Why DEF Demand Is Set to Increase and How to Plan Ahead

By Published On: December 2, 2024Categories: Daily Market News & Insights, DEF, Diesel Exhaust Fluid (DEF)

The diesel exhaust fluid (DEF) market is growing fast, and if you’re in the transportation industry or in any other industry running diesel equipment, this is something to keep on your radar. Jim Timmer, Vice President of DEF at Mansfield Energy, puts it simply: “The DEF market is shifting quickly as companies adapt to stricter regulations and better technologies.”

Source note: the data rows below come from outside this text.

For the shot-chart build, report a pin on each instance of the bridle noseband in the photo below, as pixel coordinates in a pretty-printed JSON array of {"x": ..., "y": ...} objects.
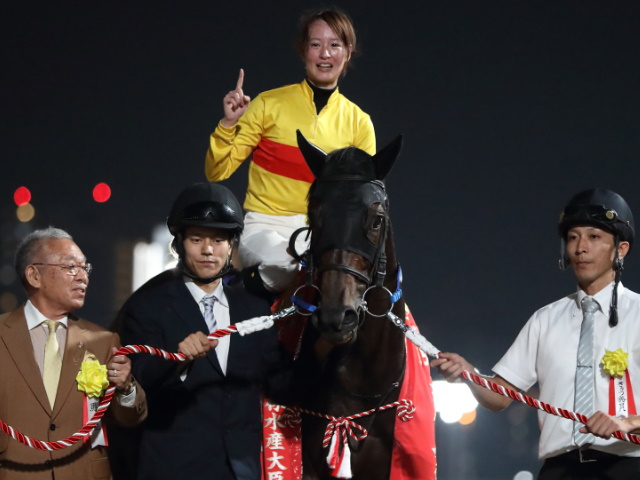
[{"x": 374, "y": 279}]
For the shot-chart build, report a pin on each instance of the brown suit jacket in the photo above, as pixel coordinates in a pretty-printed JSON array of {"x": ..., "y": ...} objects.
[{"x": 25, "y": 407}]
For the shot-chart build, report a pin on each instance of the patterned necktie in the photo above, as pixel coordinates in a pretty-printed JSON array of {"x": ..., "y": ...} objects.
[
  {"x": 52, "y": 362},
  {"x": 584, "y": 372},
  {"x": 208, "y": 302}
]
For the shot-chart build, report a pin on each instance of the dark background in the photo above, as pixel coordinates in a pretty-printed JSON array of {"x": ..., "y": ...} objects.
[{"x": 508, "y": 109}]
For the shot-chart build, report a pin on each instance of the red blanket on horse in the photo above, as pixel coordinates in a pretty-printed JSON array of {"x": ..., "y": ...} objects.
[{"x": 414, "y": 452}]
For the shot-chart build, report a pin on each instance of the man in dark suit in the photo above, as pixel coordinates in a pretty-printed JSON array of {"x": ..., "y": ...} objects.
[
  {"x": 42, "y": 349},
  {"x": 204, "y": 414}
]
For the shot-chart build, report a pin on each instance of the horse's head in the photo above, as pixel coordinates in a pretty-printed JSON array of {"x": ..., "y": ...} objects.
[{"x": 348, "y": 218}]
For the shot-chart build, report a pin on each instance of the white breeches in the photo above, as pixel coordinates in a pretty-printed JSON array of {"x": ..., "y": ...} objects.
[{"x": 264, "y": 242}]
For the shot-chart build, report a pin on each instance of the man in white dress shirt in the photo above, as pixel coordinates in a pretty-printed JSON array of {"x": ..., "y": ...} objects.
[{"x": 597, "y": 232}]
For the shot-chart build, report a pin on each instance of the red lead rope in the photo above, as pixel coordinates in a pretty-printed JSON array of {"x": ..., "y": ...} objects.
[{"x": 532, "y": 402}]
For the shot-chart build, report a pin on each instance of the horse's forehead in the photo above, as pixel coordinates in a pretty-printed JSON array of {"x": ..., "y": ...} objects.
[
  {"x": 349, "y": 194},
  {"x": 349, "y": 161}
]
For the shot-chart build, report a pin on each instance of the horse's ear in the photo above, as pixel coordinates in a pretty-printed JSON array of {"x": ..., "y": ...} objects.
[
  {"x": 384, "y": 159},
  {"x": 314, "y": 156}
]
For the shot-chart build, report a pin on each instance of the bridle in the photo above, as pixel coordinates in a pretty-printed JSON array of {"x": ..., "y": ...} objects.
[{"x": 373, "y": 279}]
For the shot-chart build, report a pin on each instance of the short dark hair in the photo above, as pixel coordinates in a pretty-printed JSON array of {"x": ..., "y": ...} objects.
[{"x": 338, "y": 21}]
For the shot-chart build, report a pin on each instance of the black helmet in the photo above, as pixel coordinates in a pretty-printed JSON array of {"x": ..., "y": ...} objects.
[
  {"x": 207, "y": 205},
  {"x": 599, "y": 207},
  {"x": 607, "y": 210}
]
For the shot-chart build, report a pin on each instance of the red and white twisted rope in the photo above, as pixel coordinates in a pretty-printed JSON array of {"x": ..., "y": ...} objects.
[
  {"x": 545, "y": 407},
  {"x": 340, "y": 429},
  {"x": 248, "y": 326},
  {"x": 427, "y": 347},
  {"x": 345, "y": 427}
]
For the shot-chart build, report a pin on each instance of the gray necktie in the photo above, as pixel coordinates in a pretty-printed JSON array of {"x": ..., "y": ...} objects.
[
  {"x": 208, "y": 302},
  {"x": 584, "y": 372}
]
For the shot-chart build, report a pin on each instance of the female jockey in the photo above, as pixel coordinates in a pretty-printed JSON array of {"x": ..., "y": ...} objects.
[{"x": 265, "y": 129}]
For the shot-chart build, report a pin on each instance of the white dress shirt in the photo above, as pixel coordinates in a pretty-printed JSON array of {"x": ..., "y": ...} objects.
[{"x": 545, "y": 351}]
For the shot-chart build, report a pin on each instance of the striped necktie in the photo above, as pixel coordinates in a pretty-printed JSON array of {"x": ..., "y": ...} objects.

So, what’s driving this growth? It all comes down to tougher government rules aimed at cutting nitrogen oxide (NOx) emissions—a major contributor to air pollution. For diesel engines, meeting these standards relies heavily on Selective Catalytic Reduction (SCR) technology, which needs DEF to function. And the changes don’t stop there. The Environmental Protection Agency (EPA) is rolling out even stricter low-NOx regulations for the 2027 model year.

This means big adjustments. “Manufacturers will need to install additional SCR units and integrate features like cylinder deactivation to meet these new rules, which will significantly increase DEF usage,” Timmer explains. Whether you operate long-haul trucks, construction equipment, or anything in between, preparing for higher DEF demand is going to be key.

DEF Market

According to Argus Media Group, the global demand for Automotive Grade Urea (AGU) is projected to peak at 8.2 million metric tons, with an additional 800,000 metric tons expected for Marine Grade DEF (MGU) used in exhaust treatment. This brings the total peak demand for AGU and MGU to an estimated 9 million metric tons, equivalent to approximately 6 billion finished DEF gallons worldwide.

This growth is largely fueled by several key factors:

Emission Regulations – Governments worldwide are tightening standards for nitrogen oxide (NOx) emissions, requiring diesel engines to utilize Selective Catalytic Reduction (SCR) technology that depends on DEF. As regulations evolve, fleets must adapt to meet these new standards, especially with the Environmental Protection Agency (EPA) set to implement new low-NOx rules for the 2027 model year. These regulations will likely necessitate additional DEF usage, as most engine manufacturers will incorporate a second SCR unit along with cylinder deactivation to comply.

Industry Demand – The off-road and marine sectors are utilizing DEF as part of their operations, further supporting the expansion of DEF usage. “These industries are increasingly reliant on DEF as they upgrade their equipment to comply with new emissions standards,” Timmer noted. He pointed out that the strong economy and booming real estate market in the US have further fueled this trend. “As those industries expand, so does the use of diesel engines equipped with SCR systems.”

 

Infrastructure Growth – The number of DEF pumps is rising, improving access for fleet owners and operators. As the average age of vehicles continues to climb and the number of miles driven increases, the demand for DEF is expected to follow suit.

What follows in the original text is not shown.